Per year: 0.1% of 525,600 minutes = 525 minutes of total downtime allowed

About 8 hours 45 minutes per year for writes. A significantly more relaxed budget than reads — which reflects the product reality. Paste creation being down for an hour is bad but recoverable. Paste viewing being down for 52 minutes for the whole year is the hard constraint.

How error budget changes engineering behaviour¶

Without error budget thinking, reliability is vague. "Are we reliable enough?" is a subjective question with no answer. Engineers argue about whether a deployment is safe. Product managers push for features. Nobody has a number.

Error budget makes it concrete: how much budget do we have left this month?

Budget remaining: 80%  → plenty of runway
                        → safe to deploy risky changes
                        → can run experiments on production traffic
                        → can schedule the Postgres maintenance window this week

Budget remaining: 20%  → getting tight
                        → slow down risky deploys
                        → postpone the Redis migration to next month
                        → review what consumed the last 60%

Budget remaining: 0%   → SLO already breached this period
                        → freeze all feature work
                        → every engineer focuses on reliability
                        → no deploys until budget recovers in next period

The budget creates a shared language between engineering and product. It's not "engineers being too cautious" vs "product pushing too hard." It's: here is the number. We have X% left. The number tells us what we can do.
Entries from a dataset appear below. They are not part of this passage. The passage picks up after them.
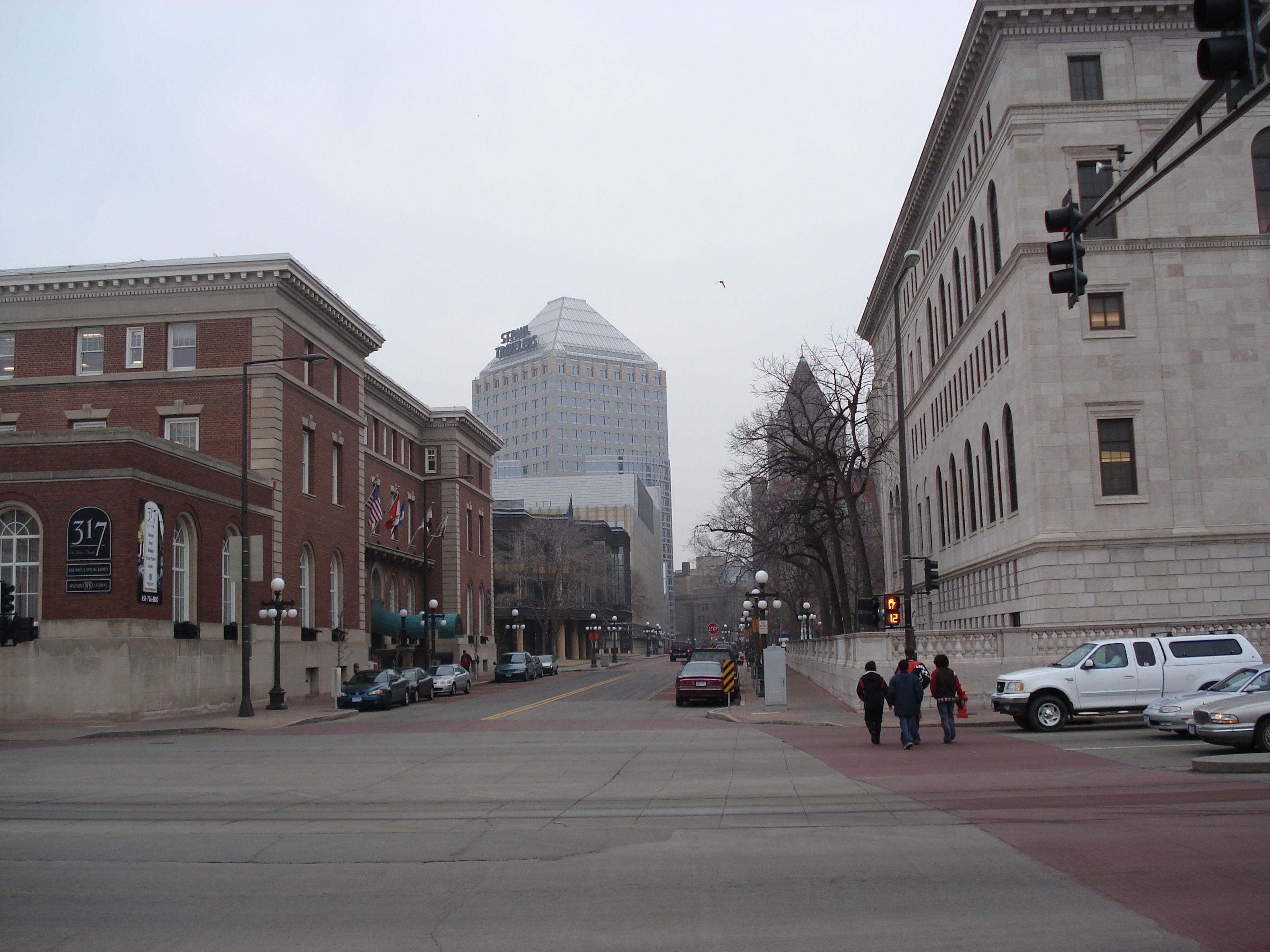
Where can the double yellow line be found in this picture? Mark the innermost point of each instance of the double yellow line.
(568, 693)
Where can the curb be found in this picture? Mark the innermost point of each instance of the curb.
(1232, 763)
(322, 719)
(158, 733)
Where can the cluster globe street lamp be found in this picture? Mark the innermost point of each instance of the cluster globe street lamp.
(277, 609)
(516, 630)
(594, 639)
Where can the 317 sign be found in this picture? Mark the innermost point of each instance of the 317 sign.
(88, 536)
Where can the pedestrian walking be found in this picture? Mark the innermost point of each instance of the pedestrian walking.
(872, 691)
(905, 695)
(949, 696)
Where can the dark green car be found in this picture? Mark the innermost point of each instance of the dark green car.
(375, 688)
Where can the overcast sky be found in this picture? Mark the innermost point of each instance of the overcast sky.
(449, 168)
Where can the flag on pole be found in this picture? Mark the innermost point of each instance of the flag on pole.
(394, 517)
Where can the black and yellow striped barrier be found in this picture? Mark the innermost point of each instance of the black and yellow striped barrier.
(729, 676)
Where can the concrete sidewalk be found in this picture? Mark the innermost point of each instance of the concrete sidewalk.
(812, 706)
(304, 711)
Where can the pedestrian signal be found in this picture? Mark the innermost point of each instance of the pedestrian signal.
(893, 612)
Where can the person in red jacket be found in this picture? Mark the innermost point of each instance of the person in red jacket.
(949, 695)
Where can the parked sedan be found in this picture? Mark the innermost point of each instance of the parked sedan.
(1238, 720)
(375, 688)
(549, 664)
(700, 681)
(450, 679)
(1171, 714)
(421, 683)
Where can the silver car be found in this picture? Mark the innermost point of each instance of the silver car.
(450, 679)
(1171, 714)
(1239, 720)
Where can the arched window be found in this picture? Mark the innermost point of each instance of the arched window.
(1008, 424)
(972, 509)
(229, 578)
(930, 330)
(19, 559)
(305, 597)
(987, 471)
(975, 259)
(183, 549)
(337, 590)
(994, 228)
(944, 310)
(939, 493)
(1261, 178)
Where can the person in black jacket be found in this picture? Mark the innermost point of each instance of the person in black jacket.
(872, 691)
(905, 693)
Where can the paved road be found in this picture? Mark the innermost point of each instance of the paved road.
(580, 813)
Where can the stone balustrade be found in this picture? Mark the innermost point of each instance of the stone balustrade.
(981, 655)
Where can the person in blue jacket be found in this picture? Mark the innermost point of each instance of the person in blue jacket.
(905, 695)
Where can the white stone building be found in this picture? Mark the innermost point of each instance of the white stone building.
(1103, 466)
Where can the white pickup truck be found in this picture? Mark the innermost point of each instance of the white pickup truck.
(1118, 676)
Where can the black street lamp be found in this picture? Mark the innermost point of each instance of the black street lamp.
(277, 609)
(244, 597)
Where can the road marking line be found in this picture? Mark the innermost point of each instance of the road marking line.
(568, 693)
(1141, 747)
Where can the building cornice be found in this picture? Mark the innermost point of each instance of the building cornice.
(189, 276)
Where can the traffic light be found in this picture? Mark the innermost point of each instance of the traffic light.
(893, 611)
(1070, 281)
(868, 612)
(933, 576)
(1236, 55)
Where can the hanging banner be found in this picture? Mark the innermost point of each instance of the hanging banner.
(150, 554)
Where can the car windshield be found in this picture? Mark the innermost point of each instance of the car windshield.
(1235, 681)
(701, 669)
(1076, 657)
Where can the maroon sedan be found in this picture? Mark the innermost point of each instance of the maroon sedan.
(700, 681)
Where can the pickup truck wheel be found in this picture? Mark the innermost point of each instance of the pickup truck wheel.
(1261, 737)
(1047, 714)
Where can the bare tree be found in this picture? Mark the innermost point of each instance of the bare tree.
(798, 498)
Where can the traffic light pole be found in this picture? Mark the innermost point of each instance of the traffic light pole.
(911, 258)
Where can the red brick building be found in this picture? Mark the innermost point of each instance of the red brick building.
(121, 424)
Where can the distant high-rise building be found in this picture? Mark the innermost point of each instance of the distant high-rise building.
(573, 400)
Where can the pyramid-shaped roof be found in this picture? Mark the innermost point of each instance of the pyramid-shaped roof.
(573, 325)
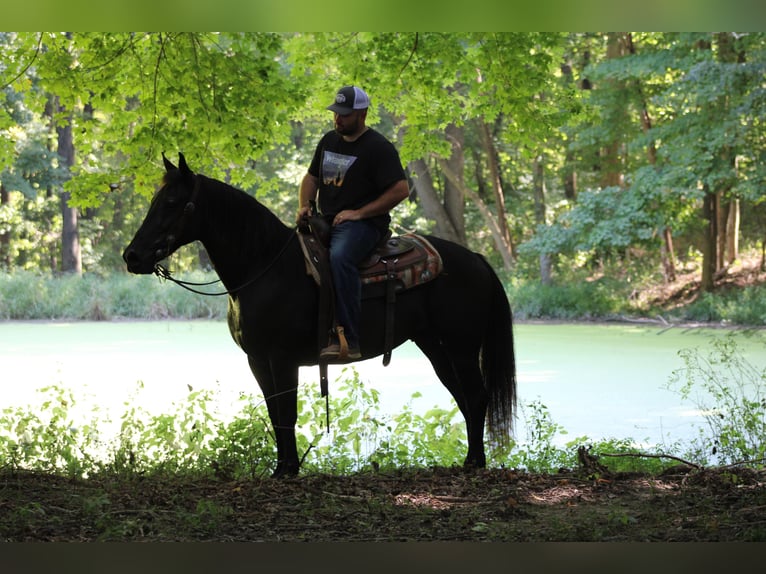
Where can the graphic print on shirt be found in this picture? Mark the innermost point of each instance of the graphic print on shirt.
(335, 167)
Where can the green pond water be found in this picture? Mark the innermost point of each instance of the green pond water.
(600, 381)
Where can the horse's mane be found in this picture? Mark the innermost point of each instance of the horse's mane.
(249, 223)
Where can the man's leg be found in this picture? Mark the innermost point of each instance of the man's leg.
(351, 242)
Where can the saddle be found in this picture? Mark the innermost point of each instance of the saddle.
(397, 264)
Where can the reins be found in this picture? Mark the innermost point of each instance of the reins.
(164, 273)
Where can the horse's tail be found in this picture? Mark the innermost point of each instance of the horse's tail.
(498, 365)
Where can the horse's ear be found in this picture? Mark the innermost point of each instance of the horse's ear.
(182, 163)
(168, 165)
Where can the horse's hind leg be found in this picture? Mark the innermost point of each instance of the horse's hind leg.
(459, 371)
(280, 389)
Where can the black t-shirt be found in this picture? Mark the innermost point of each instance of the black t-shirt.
(352, 174)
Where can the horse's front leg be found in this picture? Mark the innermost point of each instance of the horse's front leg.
(279, 384)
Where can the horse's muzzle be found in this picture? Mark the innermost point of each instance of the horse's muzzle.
(137, 264)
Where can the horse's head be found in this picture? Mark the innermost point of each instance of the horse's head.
(169, 224)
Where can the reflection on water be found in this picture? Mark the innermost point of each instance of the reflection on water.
(596, 381)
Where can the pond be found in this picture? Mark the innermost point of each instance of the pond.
(600, 381)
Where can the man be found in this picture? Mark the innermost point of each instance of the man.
(358, 176)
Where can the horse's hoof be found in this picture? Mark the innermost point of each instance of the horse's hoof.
(285, 471)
Pastebin-specific budget consumers¶

Some events are predictable budget consumers:

Postgres failover:           10-30 seconds per occurrence
                             → consumes ~0.5% of yearly budget per failover

S3 outage (circuit OPEN):    depends on duration
                             → 5 minutes = ~0.16% of yearly budget

Cleanup job DB contention:   can spike read latency during heavy nightly runs
                             → mitigated by running off-peak, but still watch it

Bad deployment rollback:     typically 2-5 minutes of elevated errors
                             → ~0.1% of yearly budget per incident

Tracking which events consumed the most budget guides reliability investment. If Postgres failover happens twice a year and each costs 0.5%, that's 1% of budget gone — worth investing in faster failover detection or a read replica to keep reads alive during the window.

Interview framing

"99.99% availability at 3k reads/sec means 52 minutes of total downtime per year — that's the error budget. When budget is full, move fast and take risks. When it's nearly gone, freeze deploys and focus on reliability. It removes the subjective argument: the number decides. Pastebin's main budget consumers are Postgres failovers (10-30 seconds each), S3 outages (circuit breaker open duration), and bad deployment rollbacks. Tracking these by incident type tells you where to invest reliability work."